Leonardo’nun resim sanatındaki büyüklüğünü anlamak için her şeyden önce, iki şey üzerinde, evvelâ kompozisyon üzerinde, sonra ışık ve gölge üzerinde durmak lâzımdır. Onun en büyük kompozisyonu Cenacolo (Son Akşam Yemeği) olduğu için bu eserdeki üstünlüğünü belirtmek yeter. Santa Maria delle Grazie’nin yemek salonunda bulunan bu freskonun her tarafı aradan yarım asır geçmeden çatlamış, boyaları dökülmüş; beceriksiz ellerin tamirleriyle eser, büsbütün berbat bir duruma düşmüştür. Bugün, son şekli ile onda gölgeleri andıran figürlerden başka bir şey görülmez. Fakat buna karşılık, Leonardo’nun talebelerinden Marco d’Oggione’nin 1510 senesinde, aslının bütün parlaklığı içinde bulunduğu sıralarda, yapmış olduğu kopyalar vardır; Paris’te Louvre müzesinde bulunan kopya ile Londra’da güzel sanatlar mektebindeki kopya bu ressama atfolunmaktadır.

Eser, Magripli Ludovico tarafından Santa Maria Delle Grazie manastırı yemekhanesi için ısmarlanmıştır. Sanatçının tamamlayabildiği birkaç resimden biridir. Daha Leonardo hayatta iken yıpranmaya başlaması, renklerin doğallıklarını kaybetmesi, inanılmaz bir talihsizliktir. Bunun da nedeni Leonardo’nun salondaki rutubeti hesaplamadan değişik bir boyama tekniği uygulamasıdır. Ancak bu hali ile bile, insan dehasının büyük mucizelerinden biridir

Rahiplerin uzun yemek masalarının bulunduğu salonun bir duvarını boydan boya kaplayan, dört metre genişliğindeki bu başyapıt, ilk açıldığı gün müthiş bir heyecan uyandırmıştı. Salonun doğal ışığı yemek masasının tam üzerini aydınlatmakta, perspektifle birlikte, resme sanki salonunun uzantısıymışçasına bir derinlik kazandırmaktadır

Kompozisyonun iç mekanlara taşınmaya başlandığı ilk resimlerden biridir Santral perspektif kurallarına göre yapılmış olup orta çizgi Hz. İsa’nın sağ gözünden geçer. Bu duruş, aynı zamanda Hz. İsa’nın manevi konumunu da betimlemektedir.

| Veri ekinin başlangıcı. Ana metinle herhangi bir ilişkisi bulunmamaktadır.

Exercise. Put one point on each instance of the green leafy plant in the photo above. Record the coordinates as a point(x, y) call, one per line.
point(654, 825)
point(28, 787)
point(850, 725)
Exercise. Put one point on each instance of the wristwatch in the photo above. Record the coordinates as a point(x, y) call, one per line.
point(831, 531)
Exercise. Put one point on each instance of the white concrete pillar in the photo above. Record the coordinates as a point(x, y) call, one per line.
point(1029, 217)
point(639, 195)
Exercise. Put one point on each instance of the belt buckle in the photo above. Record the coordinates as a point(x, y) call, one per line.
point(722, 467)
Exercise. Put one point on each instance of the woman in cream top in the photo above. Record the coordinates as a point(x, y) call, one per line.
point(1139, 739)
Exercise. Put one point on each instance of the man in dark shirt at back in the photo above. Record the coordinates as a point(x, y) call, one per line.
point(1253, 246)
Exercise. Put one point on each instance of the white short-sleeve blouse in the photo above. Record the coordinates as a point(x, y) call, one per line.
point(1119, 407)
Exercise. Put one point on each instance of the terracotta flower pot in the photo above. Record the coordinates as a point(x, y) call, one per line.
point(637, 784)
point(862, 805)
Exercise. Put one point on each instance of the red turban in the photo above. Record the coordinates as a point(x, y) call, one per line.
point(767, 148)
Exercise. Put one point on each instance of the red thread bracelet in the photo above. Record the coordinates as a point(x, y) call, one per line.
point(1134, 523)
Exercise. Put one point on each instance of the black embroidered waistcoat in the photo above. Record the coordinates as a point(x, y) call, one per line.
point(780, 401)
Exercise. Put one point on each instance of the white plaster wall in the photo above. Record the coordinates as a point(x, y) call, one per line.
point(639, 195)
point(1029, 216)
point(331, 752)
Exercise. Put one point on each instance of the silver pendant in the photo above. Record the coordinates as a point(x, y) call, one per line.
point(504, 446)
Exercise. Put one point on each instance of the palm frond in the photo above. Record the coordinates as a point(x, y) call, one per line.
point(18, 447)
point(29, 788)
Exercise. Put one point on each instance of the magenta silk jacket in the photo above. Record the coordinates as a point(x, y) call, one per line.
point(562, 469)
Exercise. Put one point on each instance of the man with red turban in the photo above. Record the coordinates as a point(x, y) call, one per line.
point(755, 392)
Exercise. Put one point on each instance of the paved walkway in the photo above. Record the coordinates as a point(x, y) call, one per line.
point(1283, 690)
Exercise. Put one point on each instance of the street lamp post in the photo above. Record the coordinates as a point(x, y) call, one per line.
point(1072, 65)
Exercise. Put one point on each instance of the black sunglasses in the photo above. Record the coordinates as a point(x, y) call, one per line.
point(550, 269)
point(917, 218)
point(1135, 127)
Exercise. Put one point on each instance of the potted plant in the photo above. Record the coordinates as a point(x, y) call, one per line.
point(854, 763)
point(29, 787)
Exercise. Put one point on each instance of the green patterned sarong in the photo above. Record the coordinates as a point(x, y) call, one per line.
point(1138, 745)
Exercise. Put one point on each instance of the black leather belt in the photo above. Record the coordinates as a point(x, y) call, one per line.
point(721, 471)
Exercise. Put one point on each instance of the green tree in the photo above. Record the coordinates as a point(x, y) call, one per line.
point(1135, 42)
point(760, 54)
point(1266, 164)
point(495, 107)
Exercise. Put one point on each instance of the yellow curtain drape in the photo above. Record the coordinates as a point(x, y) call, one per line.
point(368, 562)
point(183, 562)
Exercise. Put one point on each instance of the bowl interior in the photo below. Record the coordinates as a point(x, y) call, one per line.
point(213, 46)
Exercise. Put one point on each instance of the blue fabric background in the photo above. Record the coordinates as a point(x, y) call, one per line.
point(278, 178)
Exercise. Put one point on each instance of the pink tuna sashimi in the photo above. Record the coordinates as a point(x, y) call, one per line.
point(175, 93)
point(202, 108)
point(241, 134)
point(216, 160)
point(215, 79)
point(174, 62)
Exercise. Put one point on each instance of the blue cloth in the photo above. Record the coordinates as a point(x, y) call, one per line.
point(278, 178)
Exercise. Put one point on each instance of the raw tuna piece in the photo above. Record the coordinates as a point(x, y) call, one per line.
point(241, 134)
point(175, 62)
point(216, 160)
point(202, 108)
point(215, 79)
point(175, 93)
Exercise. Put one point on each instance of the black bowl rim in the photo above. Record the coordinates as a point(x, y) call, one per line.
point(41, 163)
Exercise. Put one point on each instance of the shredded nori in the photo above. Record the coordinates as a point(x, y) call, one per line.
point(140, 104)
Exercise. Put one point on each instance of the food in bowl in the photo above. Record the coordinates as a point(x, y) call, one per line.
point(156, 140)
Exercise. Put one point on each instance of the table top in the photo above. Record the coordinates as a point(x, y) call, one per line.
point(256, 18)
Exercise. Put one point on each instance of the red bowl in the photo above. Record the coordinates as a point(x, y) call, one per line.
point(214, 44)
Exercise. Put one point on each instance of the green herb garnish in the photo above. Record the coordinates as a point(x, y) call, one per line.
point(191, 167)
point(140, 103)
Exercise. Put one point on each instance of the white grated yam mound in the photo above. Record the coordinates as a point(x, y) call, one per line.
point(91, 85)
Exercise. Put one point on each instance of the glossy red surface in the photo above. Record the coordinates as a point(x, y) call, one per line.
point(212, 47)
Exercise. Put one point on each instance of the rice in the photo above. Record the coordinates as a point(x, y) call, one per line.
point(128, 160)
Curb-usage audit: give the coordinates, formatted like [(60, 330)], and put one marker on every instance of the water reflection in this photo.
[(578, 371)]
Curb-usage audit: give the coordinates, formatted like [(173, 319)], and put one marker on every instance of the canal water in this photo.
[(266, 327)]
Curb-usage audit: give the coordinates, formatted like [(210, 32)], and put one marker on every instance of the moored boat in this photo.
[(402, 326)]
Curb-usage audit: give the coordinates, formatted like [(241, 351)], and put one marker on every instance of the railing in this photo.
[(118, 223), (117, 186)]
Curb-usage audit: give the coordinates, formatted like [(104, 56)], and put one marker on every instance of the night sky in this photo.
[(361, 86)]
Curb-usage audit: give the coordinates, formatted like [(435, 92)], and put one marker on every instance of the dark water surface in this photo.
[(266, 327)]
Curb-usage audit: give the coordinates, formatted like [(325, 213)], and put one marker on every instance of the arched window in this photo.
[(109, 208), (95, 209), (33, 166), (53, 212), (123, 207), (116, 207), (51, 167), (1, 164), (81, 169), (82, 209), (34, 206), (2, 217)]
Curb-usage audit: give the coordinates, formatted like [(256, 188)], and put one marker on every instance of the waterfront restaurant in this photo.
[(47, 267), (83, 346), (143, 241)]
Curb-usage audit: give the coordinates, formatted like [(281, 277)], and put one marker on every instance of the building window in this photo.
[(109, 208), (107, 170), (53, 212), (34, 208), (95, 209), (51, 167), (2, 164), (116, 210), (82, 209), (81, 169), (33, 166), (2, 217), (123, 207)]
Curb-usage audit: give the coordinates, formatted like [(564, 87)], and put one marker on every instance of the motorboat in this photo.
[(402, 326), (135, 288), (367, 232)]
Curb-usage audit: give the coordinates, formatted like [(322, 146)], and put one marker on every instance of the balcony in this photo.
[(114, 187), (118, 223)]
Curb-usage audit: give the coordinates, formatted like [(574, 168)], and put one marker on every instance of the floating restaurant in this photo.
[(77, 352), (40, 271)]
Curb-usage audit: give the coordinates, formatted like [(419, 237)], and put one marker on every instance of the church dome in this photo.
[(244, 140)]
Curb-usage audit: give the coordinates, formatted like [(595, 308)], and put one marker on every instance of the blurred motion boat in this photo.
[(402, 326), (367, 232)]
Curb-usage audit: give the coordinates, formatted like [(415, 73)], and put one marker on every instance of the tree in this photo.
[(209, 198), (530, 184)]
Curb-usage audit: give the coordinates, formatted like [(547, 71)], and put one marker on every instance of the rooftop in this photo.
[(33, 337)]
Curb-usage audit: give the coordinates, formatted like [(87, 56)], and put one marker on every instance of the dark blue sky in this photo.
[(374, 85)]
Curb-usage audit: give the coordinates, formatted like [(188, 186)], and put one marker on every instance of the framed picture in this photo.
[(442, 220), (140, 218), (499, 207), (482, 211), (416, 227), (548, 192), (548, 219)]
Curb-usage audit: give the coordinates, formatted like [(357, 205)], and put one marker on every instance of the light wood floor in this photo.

Rönesans’la birlikte çizgisellik, yüzeysel üslup anlaşılırlık ve çokluk resimde işlenmiştir. Çizgisel üslup cisimler ve uzayla uğraşır ve üç boyutluluk izlenimi vermek için ışık ve gölgeyi kullanır. Ama çizgi kesin bir sınır olarak üstün, ya da hiç değilse onlara eşit bir yer alır. Rönesans’ta bütün elemanlar tek tek ele alınıp işlenmiştir. Parçalar tek başına ve bütüne karşı sorumludurlar. Leonardo haklı olarak ışık-gölge karşıtlığının babası sayılır ve özellikle onun “Son Akşam Yemeği” Yeniçağ sanatında ilk defa olarak ışık-gölgenin kompozisyon etkenleri olarak büyük çapta kullanıldığı ilk resim olmuştur.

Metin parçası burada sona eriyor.